Martasmimi ütles ...

Myst ütles...
a correction...
Barak Obama's grandmother was his primary mother figure and the one who raised him most of the time.

Gerly Villemson ütles ...

Can't wait to read your book already. But I'll be patient, as I want to read it first in the original language. And something tells me I will not only enjoy it myself but also recommend it to my friends and blog readers. :-)

Thank you.

And edu edaspidiseks,

Gerly

LPR ütles ...

Whoah, nelly! The end of this post was a true tour de force.

As a Seinfeld-head, I feel a need to point out that he was talking about pockets not belts. That was part of one of his opening monologues.

As for mens fashions in Estonia and in europe in general, let me put it this way - the gay community is well served.

Good luck with the belt search.

LPR ütles ...

Ah, the book. Congratulats.

It is so cool. So retro. Having your thoughts bounded and titled and on the shelf. Typed on the physical paper. Instead of having them sowed like wild oats on twitters, facebooks, commentary threads and blogs into the virtual void.

And what for?

Try to use a tweet or a blog entry from the past to start a fire when it is badly needed.

Giustino ütles ...

Seinfeld:

Why is it so difficult, uncomfortable, to be naked. It's because when you have clothes on you can always kinda make those little adjustments that people like
to do ... you feel like you're getting it together, yeah, yeah pretty good, feeling good, looking good. But when you're naked it's like it's so final you're, Well that's it. There's nothing else I can do. That's why I like to wear a belt when I'm naked. Cause I feel it gives me something, I know I'm naked, but you know, I like to get pockets to hang off of the belt that would be, wouldn't that be the ultimate? To be naked and still be able to do this. I think that would really help a lot.


Sort of an example how people remember the same thing different ways. Ah, the borders between reality and fiction, reaalsus ja ilukirjandus.

LPR ütles ...

Of course. I gladly stand corrected. The bit was hilarous and thank you for taking trouble for digging out the script.

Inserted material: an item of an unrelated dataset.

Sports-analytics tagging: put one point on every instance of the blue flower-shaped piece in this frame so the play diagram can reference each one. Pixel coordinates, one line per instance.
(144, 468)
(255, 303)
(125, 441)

I yield reverently to aynone who displays superior knowledge of Seinfeldiana than myself.

Colm ütles ...

You're on TV right now! :-) You're doing the rounds I see. Awesome.

Eppppp ütles ...

All Justin's friends who want to know when is he going to be on TV again... should become Epp Petrone's friends in Facebook :).

Unknown ütles ...

Congratulations on the book.

Never have liked Seinfeld, seems anally self-obsessed and selfish to me. Woody Allen on the other hand is brilliant.

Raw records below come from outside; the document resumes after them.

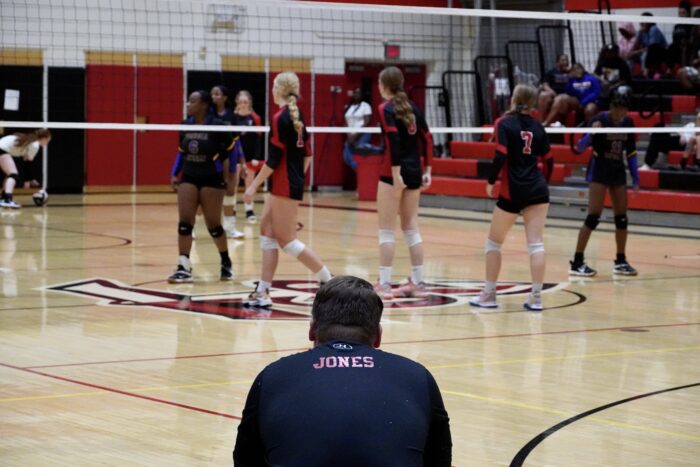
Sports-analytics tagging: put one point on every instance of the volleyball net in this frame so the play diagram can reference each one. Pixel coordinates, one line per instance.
(111, 78)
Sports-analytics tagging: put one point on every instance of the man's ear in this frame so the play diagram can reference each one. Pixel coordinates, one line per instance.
(378, 337)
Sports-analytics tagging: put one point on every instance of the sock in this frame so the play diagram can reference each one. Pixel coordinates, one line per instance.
(385, 274)
(184, 261)
(324, 275)
(417, 274)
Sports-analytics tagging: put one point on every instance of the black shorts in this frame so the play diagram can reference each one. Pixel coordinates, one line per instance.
(212, 181)
(516, 207)
(412, 181)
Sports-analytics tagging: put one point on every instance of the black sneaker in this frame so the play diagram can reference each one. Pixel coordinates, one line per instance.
(581, 270)
(180, 276)
(226, 273)
(624, 269)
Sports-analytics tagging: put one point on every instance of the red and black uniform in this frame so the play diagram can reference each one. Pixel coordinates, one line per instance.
(251, 140)
(405, 145)
(201, 155)
(288, 148)
(520, 142)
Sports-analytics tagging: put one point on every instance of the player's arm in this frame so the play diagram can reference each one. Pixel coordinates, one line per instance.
(438, 446)
(249, 450)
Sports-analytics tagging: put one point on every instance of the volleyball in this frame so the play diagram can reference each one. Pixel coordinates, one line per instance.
(40, 198)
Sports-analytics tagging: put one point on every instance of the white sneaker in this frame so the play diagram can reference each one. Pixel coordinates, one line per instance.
(484, 300)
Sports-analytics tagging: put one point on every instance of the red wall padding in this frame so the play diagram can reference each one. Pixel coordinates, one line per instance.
(109, 98)
(160, 92)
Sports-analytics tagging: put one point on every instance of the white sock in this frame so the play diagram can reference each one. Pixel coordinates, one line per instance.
(417, 274)
(185, 262)
(385, 274)
(324, 275)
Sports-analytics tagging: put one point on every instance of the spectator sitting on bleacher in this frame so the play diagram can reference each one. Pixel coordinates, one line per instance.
(582, 92)
(613, 72)
(686, 141)
(553, 84)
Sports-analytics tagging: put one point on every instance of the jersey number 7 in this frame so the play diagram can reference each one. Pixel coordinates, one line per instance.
(526, 136)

There are loads of belts, brown and others in shops like Kaubamaja, Lõunakeskus, etc, etc. Yes, the choice is smaller than in the US, but it doesn't take a genius to find something as simple as that. I remember the steep learning curve as a foreigner in the US for finding a moderately priced car insurance, or the harsh prices and conditions to getting out of two-year contracts on everything like accommodation and mobile phone. That was difficult!
What's so hard about asking "Kas teil on pruunid rühmad?", and if they don't, then: "Kas te teate akki kus ma võiksin need leida?" And that's my broken foreigner Estonian.

Rainer ütles ...

"Kas teil on pruunid rühmad?"

Tartuense, you just asked if their groups are brown.

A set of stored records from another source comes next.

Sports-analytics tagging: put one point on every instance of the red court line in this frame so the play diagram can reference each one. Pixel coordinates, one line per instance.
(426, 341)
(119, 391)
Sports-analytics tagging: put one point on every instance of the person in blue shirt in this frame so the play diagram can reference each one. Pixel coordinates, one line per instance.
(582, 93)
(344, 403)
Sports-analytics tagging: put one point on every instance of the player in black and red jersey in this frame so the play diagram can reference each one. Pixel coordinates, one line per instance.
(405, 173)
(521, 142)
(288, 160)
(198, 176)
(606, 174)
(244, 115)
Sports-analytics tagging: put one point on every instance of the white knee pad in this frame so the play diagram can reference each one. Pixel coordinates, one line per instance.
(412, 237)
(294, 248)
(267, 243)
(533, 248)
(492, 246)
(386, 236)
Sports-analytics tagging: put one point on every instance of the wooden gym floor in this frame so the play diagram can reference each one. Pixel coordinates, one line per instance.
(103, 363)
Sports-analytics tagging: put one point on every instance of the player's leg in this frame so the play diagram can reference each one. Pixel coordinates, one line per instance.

Actually, maybe it would be best to substitute "rihm", which is colloqial, with more appropriate "vöö". You'd be understood immediately.

Myst ütles ...

"rihm", which is colloqial

Eh?

Although, of course, I'm not an expert. :-)

plasma-jack ütles ...

Only a woman would wear a "vöö".

erle ütles ...

Had some good moments with your book this past weekend. Looking forward for the sequel as well as the English version. Vatvat!

taavet ütles ...

Täitsa loetav tükk - nunnu raamat on.

Karin ütles ...

Hello :)
I would love to get my hands on the English copy as well, if in any way possible... So far i've been trying to translate parts of it for my (not-so-Estonian-speaking) boyfriend and i'm sure he'd love to read the original. There are so many similarities in the story!

Anna ütles ...

"Rihm" is normally a leather strap with holes and a buckle, "vöö" is something you can tie around your waist. Both men and women can wear a rihm (with trousers, for example) or a vöö (with national costume, for example).

Unknown ütles ...

it was quite a good book. better than i expected. congrats.